In many software development environments, an important part of the overall software-testing effort is having the ability to measure the progress of the test effort. One technique for doing this is a project management technique called Earned Value Management (EVM).
EVM is a simple quantitative technique that can be used to measure the schedule progress—and optionally the budget progress—of any type of project, including a software-testing effort or some part of the overall effort. EVM had its origins in a 1962 initiative by the U.S. Department of Defense called PERT/Cost. Although EVM is simple to use and can be applied to test efforts of any size, based on my experience many software engineers incorrectly believe that EVM is suitable for use only with large software development efforts.
In this month’s Test Run column I explain what EVM is, walk you through an example of using EVM to measure test-effort progress, and describe when to use EVM and when not to use it.
The best way to understand EVM is to walk through a concrete example. The first step in EVM is to break down the part of the testing effort you want to monitor into smaller tasks. In standard project management terminology these smaller tasks are usually called work packages, but in a software development environment, often they’re simply called subtasks.
Let me emphasize up front that breaking down a software testing effort, or any project for that matter, typically is the most difficult part of the EVM process.
Now let’s assume that you break down your test effort into five subtasks, labeled A through E, as shown in Figure 1. The level of detail, or granularity, you break your overall testing effort down to depends on many factors.

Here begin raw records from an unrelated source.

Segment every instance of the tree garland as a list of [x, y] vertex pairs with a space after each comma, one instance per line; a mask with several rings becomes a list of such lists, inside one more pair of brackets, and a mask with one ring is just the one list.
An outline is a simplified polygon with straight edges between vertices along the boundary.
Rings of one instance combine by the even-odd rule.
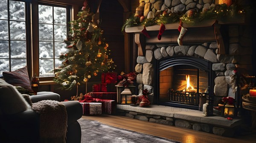
[[167, 14], [165, 11], [163, 14], [159, 17], [153, 18], [145, 18], [143, 20], [140, 21], [140, 17], [144, 16], [132, 16], [125, 22], [121, 31], [123, 33], [125, 31], [125, 28], [139, 25], [147, 27], [155, 24], [160, 25], [161, 23], [171, 24], [177, 22], [180, 20], [190, 25], [196, 25], [204, 21], [213, 19], [228, 21], [245, 13], [251, 12], [250, 8], [244, 8], [236, 3], [234, 3], [229, 7], [225, 3], [218, 5], [204, 11], [201, 11], [196, 12], [194, 11], [190, 11], [190, 13], [188, 13], [188, 11], [185, 14]]

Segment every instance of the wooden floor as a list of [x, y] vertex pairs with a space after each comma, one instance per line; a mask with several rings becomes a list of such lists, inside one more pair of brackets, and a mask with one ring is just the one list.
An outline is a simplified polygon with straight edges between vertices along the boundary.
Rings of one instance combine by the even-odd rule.
[[82, 118], [96, 120], [109, 125], [162, 137], [183, 143], [256, 143], [255, 132], [251, 135], [230, 138], [124, 116], [103, 115], [99, 116], [83, 116]]

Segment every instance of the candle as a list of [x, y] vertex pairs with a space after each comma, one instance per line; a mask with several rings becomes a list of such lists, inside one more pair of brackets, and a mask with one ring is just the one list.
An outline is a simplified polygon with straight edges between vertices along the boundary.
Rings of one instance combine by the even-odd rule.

As a general rule of thumb, in a software-testing environment, individual subtasks are often scoped so that each subtask requires roughly between four and 40 hours to complete.
Figure 1 Mapping Subtasks for EVM
The topology of the diagram in Figure 1 indicates that testing subtask A must be completed before B starts, and that subtasks C and D must both be completed before subtask E can start.
The next step in EVM is to estimate how much of the overall test resource allotment, or budget, is associated with each subtask. This is called the planned value (PV) for each subtask.
The example in Figure 2 assumes that you have a total test budget of 350 units. PV units are most often measured in dollars (or Euros or rubles and so on). The absolute magnitude of cost units is unimportant, so the 350 total planned value in our example could represent $350 or $350,000. Besides monetary units such as dollars, the units of PV can also be arbitrary units that measure the cost in some way.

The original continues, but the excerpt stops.